7. Se crearon arduas exigencias laborales. - No se puede continuar enseñando con programas de estudio obsoletos. Eso es condenar elfuturo al pasado. Se debe seguir y construir, en cambio, programas de avanzada; sí con el inglés como 2ª lengua, con el uso de tecnologías, sí fortaleciendo el conocimiento en matemáticas y español. Las exigencias no obedecen a esta administración, son exigencias mundiales y, como tales, para no quedarnos atrapados en el pasado, se deben proporcionar a los estudiantes con calidad y compromiso.

8. Es fundamental el centralismo educativo. - Hoy existe un federalismo educativo y donde no se da es precisamente en las donde se hasustraído de los gobiernos estatales la gobernabilidad y el progreso educativos.

9. Es imperioso recuperar los privilegios sindicales. - Hay que recuperar el nivel de vida de los maestros, no de los líderes sindicales. Para que la transformación educativa sea real, es necesario el reconocimiento y la revalorización del quehacer docente por parte de todos los actores del sistema.

10. La evaluación docente no es necesaria. - Ejercer el presupuesto educativo con honestidad, requiere la evaluación a los maestros. Necesita la participación de gobierno, maestros, padres de familia y alumnos. 

 

El motín y la traición a la Patria

¿Dónde, a lo largo de todo este documento, se menciona, se considera, se incluye, a los estudiantes, a sus padres, a las escuelas? Es un panegírico en favor de un sindicato que hoy, nuevamente, busca controlar Elba Esther para reinstituirse como la lideresa más fuerte, para proteger y gestionar sus intereses, para continuar llevando la educación de nuestro país al precipicio.

Dar marcha atrás al avance de la transformación educativa, por la avaricia de un grupo y el chantaje de otro, solo nos condenaría como nación a un nuevo atraso de 70 años. Permitir que Elba Esther radicalice el posicionamiento del magisterio, es patrocinar una revuelta que no le puede convenir ni siquiera a un posible futuro líder de este país, inclusive si a cambio de ello se hace de una nueva tripulación de más de un millón de brazos “en defensa” del voto en zonas estratégicas del país. ¿A qué costo? 

 

La vocación del educador

La profesión de maestro es un compromiso inconmensurable, que trasciende su vida, pues la semilla sembrada germinará en aquellos alumnos que tengan la ventaja/oportunidad de un buen maestro.
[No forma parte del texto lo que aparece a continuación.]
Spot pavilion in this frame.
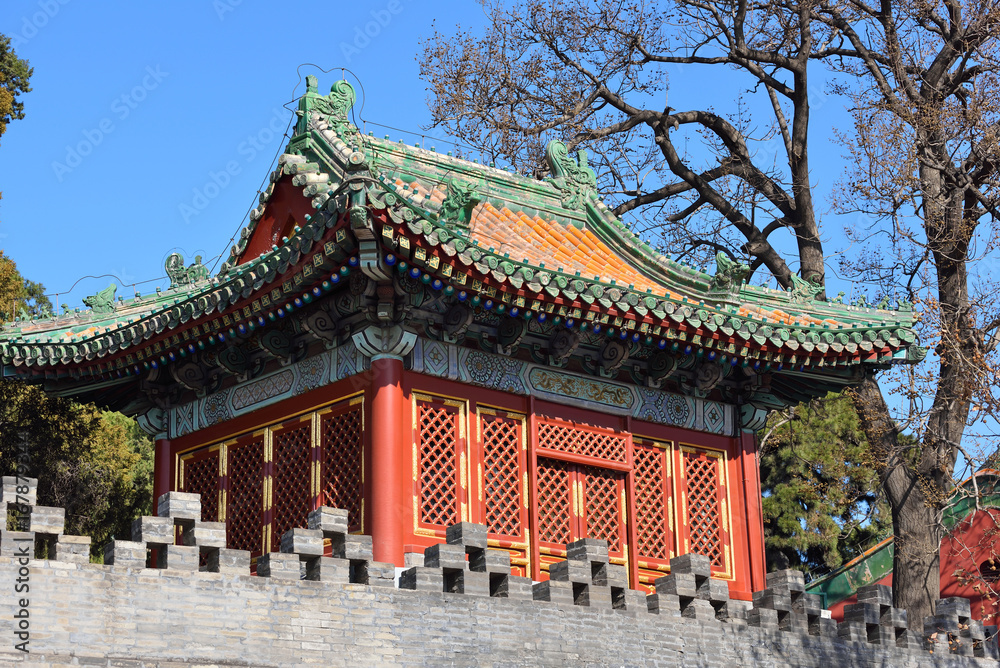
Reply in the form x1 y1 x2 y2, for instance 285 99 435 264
0 77 924 599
Esas enseñanzas pueden transitar generaciones. La educación de calidad es un derecho de los estudiantes, de los maestros y del resto de los mexicanos, de la misma manera que es una obligación de todos nosotros velar por ella.

Es responsabilidad de nosotros, padres, maestros, alumnos, autoridades y, hoy, candidatos, no permitir que se haga del magisterio un botín electoral y que la transformación educativa no se torne en rehén político; consentirlo sería un suicidio. Significaría cerrar la puerta a la única esperanza real de superación como nación: alcanzar una educación laica, gratuita y de calidad para todos los mexicanos.